Literatures, Languages & Cultures

Postgraduate Taught students

How to get the best out of the Personal Tutor system as a postgraduate taught student.

For postgraduate students, your Personal Tutor (PT) will be assigned to you at the start of your studies; you can find this information via MyEd.  During the taught part of your degree programme, you may schedule meetings with your Personal Tutor to help you settle in and support your development as a member of your subject area’s academic community.  You may also have one further scheduled individual meeting with your PT during the research/ dissertation component of your degree programme (as appropriate).

Note:  If you are not on campus (e.g. studying abroad for a period, or on placement) then your meetings may take place by telephone, live internet call, or a web conferencing application. Email exchanges are not considered to be meetings unless they take place within a pre-agreed timeframe to enable you to have a “conversation” (e.g. if you are overseas and emailing within a 24-36 hour period to take account of time differences).     

One-to-one meetings

As a taught postgraduate student, you should have at least two individual meetings with your Personal Tutor in the taught part of your degree programme and one individual meeting in the research part, i.e. while you are working on your dissertation.

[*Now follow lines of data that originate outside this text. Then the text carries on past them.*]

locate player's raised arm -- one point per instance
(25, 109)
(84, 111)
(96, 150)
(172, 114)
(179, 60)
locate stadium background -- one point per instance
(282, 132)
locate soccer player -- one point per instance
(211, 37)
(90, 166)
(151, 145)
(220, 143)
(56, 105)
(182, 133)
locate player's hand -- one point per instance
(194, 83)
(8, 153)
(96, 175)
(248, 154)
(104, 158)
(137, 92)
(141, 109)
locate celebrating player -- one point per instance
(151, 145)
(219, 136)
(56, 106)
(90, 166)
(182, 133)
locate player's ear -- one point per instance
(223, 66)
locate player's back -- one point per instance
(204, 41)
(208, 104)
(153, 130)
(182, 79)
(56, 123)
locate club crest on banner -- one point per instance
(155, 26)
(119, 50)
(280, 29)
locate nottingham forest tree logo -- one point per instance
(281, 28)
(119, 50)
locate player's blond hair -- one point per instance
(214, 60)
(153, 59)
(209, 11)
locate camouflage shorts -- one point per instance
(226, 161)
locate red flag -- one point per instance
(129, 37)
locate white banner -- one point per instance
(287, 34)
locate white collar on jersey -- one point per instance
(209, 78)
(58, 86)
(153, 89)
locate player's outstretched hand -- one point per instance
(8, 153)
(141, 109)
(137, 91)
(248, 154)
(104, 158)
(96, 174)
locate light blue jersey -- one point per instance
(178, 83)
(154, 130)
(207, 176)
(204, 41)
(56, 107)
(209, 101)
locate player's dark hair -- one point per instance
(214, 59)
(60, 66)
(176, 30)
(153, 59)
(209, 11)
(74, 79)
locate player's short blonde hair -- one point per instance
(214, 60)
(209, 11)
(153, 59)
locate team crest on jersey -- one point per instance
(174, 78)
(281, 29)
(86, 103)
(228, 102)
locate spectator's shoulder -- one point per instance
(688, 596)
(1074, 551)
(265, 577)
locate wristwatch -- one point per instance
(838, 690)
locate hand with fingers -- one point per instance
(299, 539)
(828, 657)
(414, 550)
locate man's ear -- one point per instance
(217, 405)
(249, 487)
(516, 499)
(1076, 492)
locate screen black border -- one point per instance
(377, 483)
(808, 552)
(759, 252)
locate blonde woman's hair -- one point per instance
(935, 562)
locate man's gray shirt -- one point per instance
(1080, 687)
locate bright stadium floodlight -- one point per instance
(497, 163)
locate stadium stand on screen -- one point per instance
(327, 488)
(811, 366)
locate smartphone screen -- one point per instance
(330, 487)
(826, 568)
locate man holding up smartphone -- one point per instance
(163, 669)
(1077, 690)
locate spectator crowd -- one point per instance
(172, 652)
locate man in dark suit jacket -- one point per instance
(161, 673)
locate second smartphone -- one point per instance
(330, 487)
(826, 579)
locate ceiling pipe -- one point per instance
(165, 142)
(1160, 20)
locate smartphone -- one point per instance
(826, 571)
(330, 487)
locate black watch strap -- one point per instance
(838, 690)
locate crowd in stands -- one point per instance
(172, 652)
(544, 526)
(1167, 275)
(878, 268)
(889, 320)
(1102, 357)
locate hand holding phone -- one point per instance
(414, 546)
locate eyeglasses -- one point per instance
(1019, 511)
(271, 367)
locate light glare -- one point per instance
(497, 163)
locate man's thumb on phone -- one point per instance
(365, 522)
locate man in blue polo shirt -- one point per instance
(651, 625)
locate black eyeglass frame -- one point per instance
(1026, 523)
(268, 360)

  • Your Personal Tutor will contact you at the start of the academic year to invite you to meet.
  • Arrangements for the individual meetings will vary according to the requirements of your MSc programme. The meetings will usually take place by the end of Week 5 in Semesters 1 and 2, and by the end of June in the dissertation period.  
  • Additional ad hoc appointments can be requested by e-mail.
  • The focus of the individual meetings should be as follows:
    • Semester 1:  on how you are adjusting to postgraduate study, your academic interests, and the skills and attributes that you aim to develop.  Some programmes may also use the meeting to provide subject-specific feedback on your initial Research Skills and Methods assignment;
    • Semester 2:  on your academic progress and your initial ideas for your dissertation/final project;  on helping you to interpret and adopt the feedback from your assessed work from Semester 1;
    • Dissertation period:  on your progress on the dissertation and career/research plans.

Group or Programme meetings

In addition to one-to-one meetings, and other activities designed to support your development as a member of the academic community, at least two group or programme meetings will be organised during the year. You will be given detailed information about such meetings via e-mail and Learn, the University’s virtual learning environment. Group meetings will usually last around one hour.